Die Verschwörung hinter der Verschwörung

Das hört sich nach gepflegtem Irrsinn an. Ist es auch. Rian Johnson hat nach „Knives out – Mord ist Familiensache“ noch eine Schippe draufgelegt. Pointierte Gags, bissige Dialoge – die komödiantischen Highlights spielen in einer anderen Liga als das, was man im TATORT sieht, wenn es mal lustig zugehen soll (Ausnahmen bestätigen die Regel!). Es stimmt alles und der Spaßfaktor ist hoch. „Glass Onion“ ist aber trotz des hohen Tempos und seiner schrägen Zutaten keine Screwball-Comedy geworden, sondern bleibt ein Krimi mit modern aufpepptem Agatha-Christie-Charme und einem nicht geringen Spannungspotential. Denn nach dem ersten Toten haben Brons Gäste ohnehin nur noch wenig zu lachen.
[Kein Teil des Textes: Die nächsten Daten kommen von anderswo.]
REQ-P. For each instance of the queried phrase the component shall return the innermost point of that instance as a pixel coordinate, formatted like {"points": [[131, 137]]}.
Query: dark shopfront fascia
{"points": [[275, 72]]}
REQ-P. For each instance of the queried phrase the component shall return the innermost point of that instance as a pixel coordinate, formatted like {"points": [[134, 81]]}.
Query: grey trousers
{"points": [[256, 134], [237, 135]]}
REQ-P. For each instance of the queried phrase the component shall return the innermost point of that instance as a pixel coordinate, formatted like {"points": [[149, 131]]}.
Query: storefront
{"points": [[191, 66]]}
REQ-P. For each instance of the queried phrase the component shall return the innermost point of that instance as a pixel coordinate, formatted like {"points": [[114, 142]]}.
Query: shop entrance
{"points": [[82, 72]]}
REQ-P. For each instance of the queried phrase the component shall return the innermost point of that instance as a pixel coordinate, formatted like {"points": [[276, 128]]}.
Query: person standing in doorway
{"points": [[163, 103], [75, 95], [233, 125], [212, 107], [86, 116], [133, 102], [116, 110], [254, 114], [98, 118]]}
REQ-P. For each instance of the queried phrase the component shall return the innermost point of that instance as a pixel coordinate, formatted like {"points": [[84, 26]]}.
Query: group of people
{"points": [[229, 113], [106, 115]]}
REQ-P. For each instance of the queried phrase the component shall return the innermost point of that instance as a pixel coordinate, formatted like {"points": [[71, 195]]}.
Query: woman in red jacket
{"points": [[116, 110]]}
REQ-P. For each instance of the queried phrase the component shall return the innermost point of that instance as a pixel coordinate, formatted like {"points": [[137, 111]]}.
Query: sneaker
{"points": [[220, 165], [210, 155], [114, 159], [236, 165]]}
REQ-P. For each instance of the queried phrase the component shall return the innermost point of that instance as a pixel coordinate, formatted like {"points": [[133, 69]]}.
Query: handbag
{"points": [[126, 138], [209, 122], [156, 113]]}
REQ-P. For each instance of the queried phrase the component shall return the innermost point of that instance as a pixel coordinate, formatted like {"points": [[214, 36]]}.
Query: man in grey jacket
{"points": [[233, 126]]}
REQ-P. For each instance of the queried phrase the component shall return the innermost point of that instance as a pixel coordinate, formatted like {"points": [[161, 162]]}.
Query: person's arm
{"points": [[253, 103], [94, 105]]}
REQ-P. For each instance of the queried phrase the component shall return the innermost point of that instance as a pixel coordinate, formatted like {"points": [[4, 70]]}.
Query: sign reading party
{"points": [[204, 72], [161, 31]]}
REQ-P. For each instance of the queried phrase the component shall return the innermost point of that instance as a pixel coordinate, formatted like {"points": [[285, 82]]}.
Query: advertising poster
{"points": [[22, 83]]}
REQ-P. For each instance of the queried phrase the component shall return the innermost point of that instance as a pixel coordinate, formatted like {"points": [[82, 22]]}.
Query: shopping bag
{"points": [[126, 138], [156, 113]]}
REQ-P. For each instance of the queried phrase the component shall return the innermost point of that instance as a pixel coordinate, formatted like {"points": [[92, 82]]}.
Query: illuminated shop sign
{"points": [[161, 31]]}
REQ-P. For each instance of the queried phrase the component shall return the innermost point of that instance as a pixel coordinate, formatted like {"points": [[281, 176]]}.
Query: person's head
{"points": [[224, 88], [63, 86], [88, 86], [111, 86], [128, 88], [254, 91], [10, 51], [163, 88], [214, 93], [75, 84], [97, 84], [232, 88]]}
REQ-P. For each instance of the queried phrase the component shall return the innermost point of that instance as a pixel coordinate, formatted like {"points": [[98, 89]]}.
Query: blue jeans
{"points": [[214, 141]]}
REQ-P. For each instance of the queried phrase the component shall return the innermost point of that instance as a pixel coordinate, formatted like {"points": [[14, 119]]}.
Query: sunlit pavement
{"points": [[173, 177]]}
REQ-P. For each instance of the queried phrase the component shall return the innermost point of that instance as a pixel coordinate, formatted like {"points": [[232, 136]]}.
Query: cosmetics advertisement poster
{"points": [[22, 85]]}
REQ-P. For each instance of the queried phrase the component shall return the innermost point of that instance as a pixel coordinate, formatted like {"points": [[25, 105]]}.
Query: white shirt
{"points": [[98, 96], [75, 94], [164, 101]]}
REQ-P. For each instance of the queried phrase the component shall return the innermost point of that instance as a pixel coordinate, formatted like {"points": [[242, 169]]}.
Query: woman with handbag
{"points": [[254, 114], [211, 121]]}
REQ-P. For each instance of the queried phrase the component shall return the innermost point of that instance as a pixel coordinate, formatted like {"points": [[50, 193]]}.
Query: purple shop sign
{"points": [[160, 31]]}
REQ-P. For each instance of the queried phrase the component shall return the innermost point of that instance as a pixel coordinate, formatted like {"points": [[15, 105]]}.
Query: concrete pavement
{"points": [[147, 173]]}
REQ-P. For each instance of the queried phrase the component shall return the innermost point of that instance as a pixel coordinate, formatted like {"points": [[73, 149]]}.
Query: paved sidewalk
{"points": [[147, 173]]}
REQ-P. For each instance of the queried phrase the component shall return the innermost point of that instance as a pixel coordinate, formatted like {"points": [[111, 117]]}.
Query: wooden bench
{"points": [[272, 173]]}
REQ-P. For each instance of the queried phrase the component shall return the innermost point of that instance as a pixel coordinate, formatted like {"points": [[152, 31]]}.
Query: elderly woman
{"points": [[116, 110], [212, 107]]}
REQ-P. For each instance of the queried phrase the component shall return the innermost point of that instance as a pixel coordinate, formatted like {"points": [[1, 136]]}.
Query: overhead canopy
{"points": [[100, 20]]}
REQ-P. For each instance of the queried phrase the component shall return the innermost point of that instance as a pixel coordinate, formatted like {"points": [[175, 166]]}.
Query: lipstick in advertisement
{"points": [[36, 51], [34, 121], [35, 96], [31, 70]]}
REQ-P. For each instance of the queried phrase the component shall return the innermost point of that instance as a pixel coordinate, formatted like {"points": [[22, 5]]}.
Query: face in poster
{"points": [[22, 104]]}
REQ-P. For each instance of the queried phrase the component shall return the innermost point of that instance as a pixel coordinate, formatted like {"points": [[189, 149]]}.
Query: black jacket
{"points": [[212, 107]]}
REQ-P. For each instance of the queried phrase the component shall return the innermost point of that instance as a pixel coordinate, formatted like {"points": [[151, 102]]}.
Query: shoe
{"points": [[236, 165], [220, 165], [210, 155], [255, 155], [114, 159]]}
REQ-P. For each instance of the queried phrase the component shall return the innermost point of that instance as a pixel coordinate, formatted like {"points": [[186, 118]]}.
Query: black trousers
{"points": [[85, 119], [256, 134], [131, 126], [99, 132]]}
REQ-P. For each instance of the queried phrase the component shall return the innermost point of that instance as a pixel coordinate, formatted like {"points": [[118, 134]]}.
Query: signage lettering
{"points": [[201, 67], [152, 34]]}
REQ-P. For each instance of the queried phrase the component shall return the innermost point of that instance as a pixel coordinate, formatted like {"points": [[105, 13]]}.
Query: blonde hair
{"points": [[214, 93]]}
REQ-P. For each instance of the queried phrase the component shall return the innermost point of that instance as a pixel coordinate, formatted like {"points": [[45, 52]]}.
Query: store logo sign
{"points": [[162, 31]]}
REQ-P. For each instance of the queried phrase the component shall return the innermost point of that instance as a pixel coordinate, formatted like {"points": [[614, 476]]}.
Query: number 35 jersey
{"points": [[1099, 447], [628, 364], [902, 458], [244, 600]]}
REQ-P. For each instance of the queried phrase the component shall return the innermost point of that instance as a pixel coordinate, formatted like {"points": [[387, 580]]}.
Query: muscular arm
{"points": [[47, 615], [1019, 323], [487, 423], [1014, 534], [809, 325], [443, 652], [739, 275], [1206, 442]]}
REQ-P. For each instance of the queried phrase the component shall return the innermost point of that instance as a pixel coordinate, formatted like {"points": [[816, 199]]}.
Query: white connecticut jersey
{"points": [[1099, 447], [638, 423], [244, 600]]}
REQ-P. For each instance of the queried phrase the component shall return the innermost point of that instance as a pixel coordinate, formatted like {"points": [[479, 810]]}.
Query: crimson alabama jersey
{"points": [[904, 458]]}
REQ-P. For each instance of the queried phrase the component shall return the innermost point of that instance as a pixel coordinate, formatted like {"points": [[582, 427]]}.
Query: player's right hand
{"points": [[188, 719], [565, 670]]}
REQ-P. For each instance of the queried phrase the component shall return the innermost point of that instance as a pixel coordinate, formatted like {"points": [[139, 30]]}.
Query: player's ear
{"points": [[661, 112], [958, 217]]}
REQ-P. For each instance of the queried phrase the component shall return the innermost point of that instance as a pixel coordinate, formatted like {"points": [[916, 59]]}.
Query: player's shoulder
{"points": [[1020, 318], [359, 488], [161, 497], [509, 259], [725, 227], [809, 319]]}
Für eine Wendung sorgt ein Flashback, und der zeigt, dass Benoit Blanc keineswegs so naiv und trottelig ist wie er in der ersten Hälfte des fast zweihalbstündigen Films zu sein scheint. Tatsächlich ist der Detektiv von einem Gast angeheuert worden, um den Schurken zu entlarven, der vor dem gemeinsamen Treffen eine Person aus dem Freundeskreis ermordet hat. Dass der oder die Tote trotzdem auf der Insel auftaucht, ist ein schräger Plot Twist, aber der Flashback zeigt, dass die Ereignisse zwar kompliziert, aber nicht unlogisch sind. Noch einmal werden Szenen wiederholt, aber der Zuschauer sieht nun alles aus einer völlig anderen Perspektive. Mehr Wissen, weniger Suspense: Harmlose Begebenheiten erhalten plötzliche eine tödliche Bedrohung. Dialoge, die sich nach Small Talk angehört haben, werden für den unbekannten Schurken zu einer existenzbedrohenden Gefahr. Es ist wie mit der „Mona Lisa“ – sieht man etwas aus einer anderen Perspektive, entdeckt man plötzlich etwas völlig Neues.
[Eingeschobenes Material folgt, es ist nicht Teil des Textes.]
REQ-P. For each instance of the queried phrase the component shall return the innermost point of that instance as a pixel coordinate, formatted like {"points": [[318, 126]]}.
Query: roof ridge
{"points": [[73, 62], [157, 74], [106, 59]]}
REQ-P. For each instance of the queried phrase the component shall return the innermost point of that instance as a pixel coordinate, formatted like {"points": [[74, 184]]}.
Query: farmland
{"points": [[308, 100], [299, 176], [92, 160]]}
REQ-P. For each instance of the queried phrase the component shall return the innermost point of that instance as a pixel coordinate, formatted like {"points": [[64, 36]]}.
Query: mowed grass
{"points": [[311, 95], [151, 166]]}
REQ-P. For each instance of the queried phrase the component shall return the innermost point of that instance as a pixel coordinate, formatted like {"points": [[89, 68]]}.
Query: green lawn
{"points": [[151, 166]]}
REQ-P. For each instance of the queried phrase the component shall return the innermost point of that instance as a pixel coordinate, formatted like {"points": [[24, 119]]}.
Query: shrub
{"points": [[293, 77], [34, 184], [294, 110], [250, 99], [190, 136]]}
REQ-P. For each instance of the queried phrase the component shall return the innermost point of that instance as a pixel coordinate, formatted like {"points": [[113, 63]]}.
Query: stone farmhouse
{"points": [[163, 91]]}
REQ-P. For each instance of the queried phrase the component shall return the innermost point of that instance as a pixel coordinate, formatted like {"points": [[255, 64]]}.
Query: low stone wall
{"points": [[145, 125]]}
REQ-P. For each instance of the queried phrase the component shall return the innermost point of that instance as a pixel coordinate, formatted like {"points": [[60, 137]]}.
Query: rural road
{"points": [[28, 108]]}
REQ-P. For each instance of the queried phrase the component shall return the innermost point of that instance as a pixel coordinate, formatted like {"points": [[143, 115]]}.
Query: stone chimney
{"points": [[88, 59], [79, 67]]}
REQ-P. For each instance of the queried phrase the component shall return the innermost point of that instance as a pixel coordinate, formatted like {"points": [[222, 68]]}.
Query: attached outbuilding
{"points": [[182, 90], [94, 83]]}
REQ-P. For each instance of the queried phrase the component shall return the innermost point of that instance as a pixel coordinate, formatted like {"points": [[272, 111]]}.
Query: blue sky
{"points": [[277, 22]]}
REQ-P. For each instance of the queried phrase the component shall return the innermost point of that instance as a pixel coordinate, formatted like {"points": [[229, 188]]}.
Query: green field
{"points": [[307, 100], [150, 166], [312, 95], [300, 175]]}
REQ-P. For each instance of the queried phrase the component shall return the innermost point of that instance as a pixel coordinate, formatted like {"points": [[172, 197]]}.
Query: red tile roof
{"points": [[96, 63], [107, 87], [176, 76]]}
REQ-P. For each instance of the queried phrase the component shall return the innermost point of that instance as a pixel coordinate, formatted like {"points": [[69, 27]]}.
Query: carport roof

„Glass Onion“ hält bis zum Schluss sein hohes Tempo durch, auch wenn in der überdurchschnittlich unterhaltsamen Krimikomödie die Auflösung nicht überrascht. Ganz einfach, weil sie logisch ist. Aber nicht das „Wer“ in dem Whodunit-Spektakel ist entscheidend, sondern das „Wie“, mit dem das Rätsel gelöst wird. Und in der finalen Zerstörungsorgie spielt die „Mona Lisa“ keine Nebenrolle.

Noten: BigDoc = 2

Glass Onion: A Knives Out Mystery – Netflix, USA 2022 – Regie und Buch: Rian Johnson – Laufzeit: 240 Minuten – D.: Daniel Graig, Edward Norton, Janelle Monáe, Kathryn Hahn, Leslie Odom jr. – Jessica Henwick – Kate Hudson, Hugh Grant als Domestic Partner, Ethan Hawke als Efficent Man, Serena Williams als Serena Williams.